In Search of the False
Popular opinion looks to research for proof, but researchers instead are looking for disproof. As another article here points out, generalizations about the state of the world are difficult to prove directly, but they can be disproved much more easily.
If I believe, for example, that all Americans drink their coffee black, observing a couple of Americans drinking black coffee doesn't prove that I'm right about Americans. If I notice a single American ladling cream and sugar into his coffee, though, I know that my generalization was wrong.
Most contemporary research is guided by the criterion of falsifiability developed by Karl Popper. This criterion holds that a scientific theory or hypothesis must be capable of disproof – that is, it must specify the conditions we would observe if it were wrong.
Many beliefs, both popular and professional, fail to satisfy this criterion. For example, these days low self-esteem is popularly believed to result in almost any type of behaviour.
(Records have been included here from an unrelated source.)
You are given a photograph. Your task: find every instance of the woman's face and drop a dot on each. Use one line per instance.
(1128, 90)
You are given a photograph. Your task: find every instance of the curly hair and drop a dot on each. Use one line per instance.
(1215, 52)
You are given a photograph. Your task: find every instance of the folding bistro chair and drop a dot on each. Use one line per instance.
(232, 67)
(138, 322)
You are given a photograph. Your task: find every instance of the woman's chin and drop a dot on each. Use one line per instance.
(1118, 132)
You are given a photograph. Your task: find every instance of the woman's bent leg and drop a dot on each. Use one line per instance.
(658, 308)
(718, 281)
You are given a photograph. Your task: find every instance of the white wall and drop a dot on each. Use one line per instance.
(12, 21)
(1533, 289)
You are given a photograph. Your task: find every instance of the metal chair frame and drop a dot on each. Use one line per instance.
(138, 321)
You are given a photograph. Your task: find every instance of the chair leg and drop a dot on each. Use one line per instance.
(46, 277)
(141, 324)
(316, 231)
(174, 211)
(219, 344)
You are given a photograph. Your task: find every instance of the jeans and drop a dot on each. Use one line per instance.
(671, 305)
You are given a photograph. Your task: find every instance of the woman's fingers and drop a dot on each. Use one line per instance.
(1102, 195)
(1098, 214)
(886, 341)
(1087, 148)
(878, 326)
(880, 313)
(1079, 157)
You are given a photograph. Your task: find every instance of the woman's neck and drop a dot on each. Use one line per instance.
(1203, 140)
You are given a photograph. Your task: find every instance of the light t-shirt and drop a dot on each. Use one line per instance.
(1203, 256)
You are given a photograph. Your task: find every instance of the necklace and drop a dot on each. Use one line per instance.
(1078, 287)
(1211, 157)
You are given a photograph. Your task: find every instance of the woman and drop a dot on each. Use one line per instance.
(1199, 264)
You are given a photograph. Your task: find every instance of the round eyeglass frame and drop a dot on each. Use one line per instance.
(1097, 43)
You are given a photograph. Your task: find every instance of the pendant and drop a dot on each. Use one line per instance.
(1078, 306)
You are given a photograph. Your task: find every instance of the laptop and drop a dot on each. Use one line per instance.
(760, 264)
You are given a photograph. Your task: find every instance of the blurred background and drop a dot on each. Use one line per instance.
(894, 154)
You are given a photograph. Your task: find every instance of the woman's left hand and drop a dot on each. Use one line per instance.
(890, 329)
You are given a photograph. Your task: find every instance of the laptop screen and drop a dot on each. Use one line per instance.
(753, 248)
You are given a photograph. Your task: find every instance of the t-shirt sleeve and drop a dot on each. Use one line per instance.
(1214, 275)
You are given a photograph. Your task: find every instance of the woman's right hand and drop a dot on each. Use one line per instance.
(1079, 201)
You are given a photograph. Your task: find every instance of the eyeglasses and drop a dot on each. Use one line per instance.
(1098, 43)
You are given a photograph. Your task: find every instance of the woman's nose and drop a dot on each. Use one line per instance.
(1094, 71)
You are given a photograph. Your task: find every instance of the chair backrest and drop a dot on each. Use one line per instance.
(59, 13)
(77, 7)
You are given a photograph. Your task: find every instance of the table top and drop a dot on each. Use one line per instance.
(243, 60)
One person's lack of interest in others may be explained as a result of low self-esteem, as may another person's desperate need for approval from others.
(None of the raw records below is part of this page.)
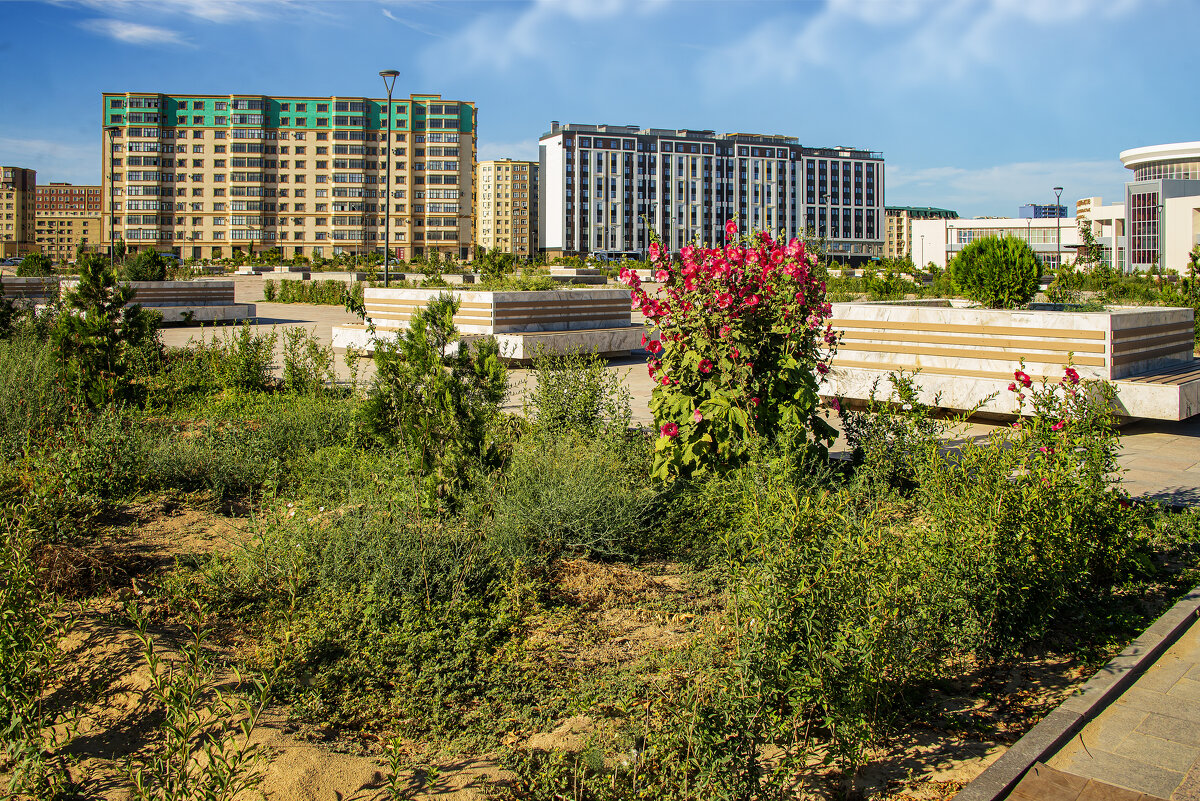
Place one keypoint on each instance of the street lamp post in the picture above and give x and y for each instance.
(389, 80)
(1057, 228)
(112, 193)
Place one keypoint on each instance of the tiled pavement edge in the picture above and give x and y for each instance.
(1057, 730)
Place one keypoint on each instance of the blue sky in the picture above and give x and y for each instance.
(977, 104)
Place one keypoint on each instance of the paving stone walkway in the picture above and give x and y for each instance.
(1149, 739)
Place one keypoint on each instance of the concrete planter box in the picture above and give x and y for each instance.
(592, 319)
(30, 290)
(965, 354)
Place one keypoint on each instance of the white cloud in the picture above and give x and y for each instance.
(133, 32)
(54, 161)
(523, 150)
(214, 11)
(1000, 188)
(904, 40)
(502, 40)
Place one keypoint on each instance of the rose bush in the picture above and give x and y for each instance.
(742, 336)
Such beliefs are of course useless in explaining or understanding what's going on. They can even be harmful. Phenomena like racism are at bottom examples of unfalsifiable theories. To a racist, whatever members of a racial outgroup do is a sign either of their inferiority or of collusion by powerful people to make members of this group look better than they actually are.
Anyway, when you undertake research to test a theory you should be able to describe the results which would show that you are wrong. This is accomplished by explicitly testing the hypothesis that you are wrong.
Such a hypothesis is referred to as a null hypothesis. For example, if we wanted to find out if men were more interested in sports than women, we would test the hypothesis that men and women had exactly the same interest. We might hypothesize, for example, that men and women would spend equal amounts of time attending sports events, watching them on television, listening to them on the radio, and reading about them in the press.
We would observe how much time two samples of men and women spent doing those things, and then use a statistical test to compare the average times spent by the two samples. The statistical test would tell us the probability of observing these average times if our null hypothesis was true. If the probability was low, we would conclude that the samples differed.
You probably noticed that this practical example is more complicated than the simple example of coffee drinking with which we began. That is because, like most hypotheses in social science, this hypothesis was about behaviour in the aggregate rather than behaviour in general. We were hypothesizing that the average man is more interested in sports than the average woman, not that every man is more interested in sports than every woman.
Nevertheless the falsification approach is still preferable for investigating behaviour in the aggregate. If we had wanted to prove that there were differences between men and women, we would have had to specify how big the difference was, for a start. That is a less efficient approach than hypothesizing there will be no difference and then choosing sample sizes which permit the detection of differences of the size we consider to have important implications for practice.